Manoic is a calorie-rich tuber that is native to Central and South America. This finding is the first evidence for cultivation of manoic in the New World and strikes me as very significant because corn, the plant traditionally associated with the Mayan empire, isn't very drought tolerant. Manoic does far better on limited rainfall. And from the evidence presented in Diamond's book, that area of Central and South America underwent many periods of drought often a decade long, over the past two thousand years. Corn just wouldn't cut it as a foundation for the general diet. Corn and manoic are mostly carbohydrates though manoic leaves, while bitter, do supply most of the amino acids people need. Manoic unfortunately lacks methionine. Since both corn and manoic lack complete protein the bean portion of the Mayan was essential to their diet since it was probably the only vegetative source of complete protein for them.
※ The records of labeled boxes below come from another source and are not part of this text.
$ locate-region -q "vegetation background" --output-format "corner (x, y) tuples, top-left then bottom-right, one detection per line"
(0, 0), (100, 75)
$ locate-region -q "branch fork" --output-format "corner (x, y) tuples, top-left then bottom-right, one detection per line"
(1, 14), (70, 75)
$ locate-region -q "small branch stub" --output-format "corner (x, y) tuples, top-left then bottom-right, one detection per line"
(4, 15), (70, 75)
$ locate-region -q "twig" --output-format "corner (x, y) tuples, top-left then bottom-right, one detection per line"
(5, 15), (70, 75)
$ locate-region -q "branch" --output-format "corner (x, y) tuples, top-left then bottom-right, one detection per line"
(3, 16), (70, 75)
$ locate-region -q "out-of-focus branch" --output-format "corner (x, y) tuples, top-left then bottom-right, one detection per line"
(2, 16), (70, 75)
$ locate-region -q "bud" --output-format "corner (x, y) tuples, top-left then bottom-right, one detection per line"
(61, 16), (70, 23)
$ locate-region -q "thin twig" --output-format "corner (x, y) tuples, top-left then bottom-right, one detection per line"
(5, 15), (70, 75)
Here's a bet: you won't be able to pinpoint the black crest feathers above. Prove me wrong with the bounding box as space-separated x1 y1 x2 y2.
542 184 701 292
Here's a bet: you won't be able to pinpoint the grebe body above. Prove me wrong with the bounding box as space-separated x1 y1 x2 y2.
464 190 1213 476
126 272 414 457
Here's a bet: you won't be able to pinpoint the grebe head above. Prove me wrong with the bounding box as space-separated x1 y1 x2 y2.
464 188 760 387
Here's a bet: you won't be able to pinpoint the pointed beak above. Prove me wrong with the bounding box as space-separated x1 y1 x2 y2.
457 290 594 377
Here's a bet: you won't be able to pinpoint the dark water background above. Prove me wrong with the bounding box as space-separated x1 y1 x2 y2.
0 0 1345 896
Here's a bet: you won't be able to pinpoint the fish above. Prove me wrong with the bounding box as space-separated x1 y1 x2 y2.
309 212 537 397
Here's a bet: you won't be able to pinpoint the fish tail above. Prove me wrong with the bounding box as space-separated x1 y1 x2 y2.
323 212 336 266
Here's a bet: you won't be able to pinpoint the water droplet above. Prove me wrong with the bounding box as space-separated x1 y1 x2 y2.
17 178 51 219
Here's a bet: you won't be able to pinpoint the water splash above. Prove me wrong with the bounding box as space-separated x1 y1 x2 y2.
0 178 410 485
The manioc field lay under 10 feet of ash at the ancient village of Ceren, 15 miles west of San Salvador, Sheets said.

Like Italy's Pompeii, Ceren's buildings, artifacts and landscape were preserved by the sudden eruption of a volcano -- in this case the nearby Loma Caldera volcano about 600 A.D.

The Mayan civilization thrived in what is now Guatemala, Honduras, El Salvador, southern Mexico and Belize until it disappeared mysteriously around 1000 AD.

Comments

kenju said…
Dave, if you try manioc, tell me how you prepare it - if it helps your IBS.

It looks like sweet potatoes to me.
SassyAssy said…
Is this what Hawaiians use to make poi?? That stuff is purple slime--blech!